AVS 51st International Symposium
    Plasma Science and Technology Tuesday Sessions
       Session PS2-TuM

Paper PS2-TuM9
Process Diagnostics and Optimization in Plasma Etch Chambers Using In-Situ Temperature Metrology

Tuesday, November 16, 2004, 11:00 am, Room 213B

Session: New Gate Conductor Etching
Presenter: P. MacDonald, OnWafer Technologies, Inc.
Authors: P. MacDonald, OnWafer Technologies, Inc.
B. Hatcher, Applied Materials, Inc.
J.P. Holland, Applied Materials, Inc.
M. Welch, OnWafer Technologies, Inc.
M. Kruger, OnWafer Technologies, Inc.
Correspondent: Click to Email
Performance metrics in plasma etching are strongly affected by various interacting mechanisms including direct chemical reaction, reactive etching, deposition, and mask erosion. Some of these basic etch mechanisms are extremely sensitive to temperature. As a result, across-wafer temperature variations are a first order indicator of etching performance in advanced plasma etch reactors. This temperature variation is a combination of effects ranging from reactor design to individual recipe parameters. With wafer-level thermal data available, any of these factors can be modified to improve process performance. This paper establishes concrete methodologies for in-situ process optimization using a wireless sensor system. The sensor system provides the precision necessary to break the ITRS "brick-wall" of "measurement precision of wafer surface temperature,"@super1@ by combining in-situ plasma SensorWafers and an advanced diagnostic data processing suite. This paper offers multiple examples on advanced polysilicon processes that illustrate rapid, effective process optimization and ESC diagnostics. In the process optimization section, state-of-the-art polysilicon etch chambers are evaluated for critical process characteristics. The effectiveness of temporal/spatial temperature signatures as indicators of process performance is demonstrated.
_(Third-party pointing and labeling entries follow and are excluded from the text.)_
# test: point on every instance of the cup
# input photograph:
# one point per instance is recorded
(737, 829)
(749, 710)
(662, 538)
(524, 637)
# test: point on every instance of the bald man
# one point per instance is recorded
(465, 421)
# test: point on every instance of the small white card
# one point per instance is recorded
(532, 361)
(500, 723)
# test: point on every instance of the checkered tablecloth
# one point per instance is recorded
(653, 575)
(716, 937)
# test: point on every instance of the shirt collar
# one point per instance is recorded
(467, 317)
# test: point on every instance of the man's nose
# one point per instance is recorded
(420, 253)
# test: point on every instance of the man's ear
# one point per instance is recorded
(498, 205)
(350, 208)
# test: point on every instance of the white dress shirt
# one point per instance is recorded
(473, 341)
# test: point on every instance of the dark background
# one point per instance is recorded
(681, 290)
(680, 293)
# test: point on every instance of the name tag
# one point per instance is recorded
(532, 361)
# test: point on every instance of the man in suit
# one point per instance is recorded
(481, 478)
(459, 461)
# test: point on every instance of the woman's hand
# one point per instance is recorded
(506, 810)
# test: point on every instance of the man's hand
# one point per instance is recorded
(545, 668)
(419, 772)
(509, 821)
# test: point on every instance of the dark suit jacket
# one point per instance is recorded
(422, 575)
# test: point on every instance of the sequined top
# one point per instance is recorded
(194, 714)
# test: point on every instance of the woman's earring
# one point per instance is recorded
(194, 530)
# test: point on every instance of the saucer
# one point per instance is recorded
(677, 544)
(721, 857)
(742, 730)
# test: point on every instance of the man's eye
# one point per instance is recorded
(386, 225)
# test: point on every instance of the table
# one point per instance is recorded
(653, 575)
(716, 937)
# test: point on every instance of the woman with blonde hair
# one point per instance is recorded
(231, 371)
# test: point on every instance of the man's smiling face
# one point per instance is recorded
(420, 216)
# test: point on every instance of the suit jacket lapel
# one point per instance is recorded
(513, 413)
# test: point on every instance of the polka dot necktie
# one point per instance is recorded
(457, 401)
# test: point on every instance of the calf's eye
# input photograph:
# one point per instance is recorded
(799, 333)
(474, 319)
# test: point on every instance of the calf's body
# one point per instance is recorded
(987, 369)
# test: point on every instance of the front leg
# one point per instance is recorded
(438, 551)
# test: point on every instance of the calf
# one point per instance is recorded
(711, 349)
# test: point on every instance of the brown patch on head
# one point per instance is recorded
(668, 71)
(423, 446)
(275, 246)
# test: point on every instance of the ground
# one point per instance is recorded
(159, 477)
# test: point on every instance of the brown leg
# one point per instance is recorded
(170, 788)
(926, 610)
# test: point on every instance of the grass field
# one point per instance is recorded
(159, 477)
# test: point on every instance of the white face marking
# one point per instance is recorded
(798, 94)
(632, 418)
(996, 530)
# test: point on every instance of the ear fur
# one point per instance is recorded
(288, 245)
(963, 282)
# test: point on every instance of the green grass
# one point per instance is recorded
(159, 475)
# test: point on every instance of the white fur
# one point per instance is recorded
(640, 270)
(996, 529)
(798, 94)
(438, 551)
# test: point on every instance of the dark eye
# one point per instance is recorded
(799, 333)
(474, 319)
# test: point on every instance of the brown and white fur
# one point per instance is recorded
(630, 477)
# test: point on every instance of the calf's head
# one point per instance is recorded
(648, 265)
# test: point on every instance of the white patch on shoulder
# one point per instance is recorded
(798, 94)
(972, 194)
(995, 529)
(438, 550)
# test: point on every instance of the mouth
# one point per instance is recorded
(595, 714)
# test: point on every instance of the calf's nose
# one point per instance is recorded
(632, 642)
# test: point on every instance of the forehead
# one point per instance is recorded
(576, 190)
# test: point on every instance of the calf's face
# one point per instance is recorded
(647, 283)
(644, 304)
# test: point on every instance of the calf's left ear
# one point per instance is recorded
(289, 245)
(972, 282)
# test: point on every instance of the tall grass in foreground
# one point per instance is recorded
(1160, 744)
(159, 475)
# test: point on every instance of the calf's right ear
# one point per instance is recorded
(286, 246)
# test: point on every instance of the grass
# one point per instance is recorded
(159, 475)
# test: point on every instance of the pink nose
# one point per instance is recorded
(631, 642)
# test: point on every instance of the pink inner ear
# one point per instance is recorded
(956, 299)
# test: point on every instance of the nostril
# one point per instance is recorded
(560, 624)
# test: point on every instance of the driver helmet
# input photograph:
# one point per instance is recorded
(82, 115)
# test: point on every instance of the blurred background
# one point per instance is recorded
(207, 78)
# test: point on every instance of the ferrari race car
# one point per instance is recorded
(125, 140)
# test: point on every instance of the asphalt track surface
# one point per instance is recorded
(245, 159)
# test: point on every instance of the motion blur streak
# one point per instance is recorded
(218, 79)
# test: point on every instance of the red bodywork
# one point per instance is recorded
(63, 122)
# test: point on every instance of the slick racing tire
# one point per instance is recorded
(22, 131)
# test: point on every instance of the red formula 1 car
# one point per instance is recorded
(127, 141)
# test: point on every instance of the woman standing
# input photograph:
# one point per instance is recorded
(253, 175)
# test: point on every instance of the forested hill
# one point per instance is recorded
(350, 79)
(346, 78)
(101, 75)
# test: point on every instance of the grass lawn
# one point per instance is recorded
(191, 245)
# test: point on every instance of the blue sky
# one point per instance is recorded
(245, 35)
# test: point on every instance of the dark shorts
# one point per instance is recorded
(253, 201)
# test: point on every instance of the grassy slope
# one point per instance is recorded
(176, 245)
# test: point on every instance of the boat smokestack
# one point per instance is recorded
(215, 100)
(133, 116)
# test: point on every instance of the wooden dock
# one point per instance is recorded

Wafer-level thermal data is correlated to actual device results to verify performance of the optimized process. In the ESC characterization segment, multiple leading-edge ESC designs are evaluated to ensure process transferability and performance. The effectiveness of temporal/spatial temperature signatures to quickly and easily evaluate ESC design iterations is demonstrated. These diagnostics save considerable time and effort over the current methods established for ESC fingerprinting. @FootnoteText@ @footnote 1@ ITRS: 2003, Table 6, Key Sensor Technology Requirements.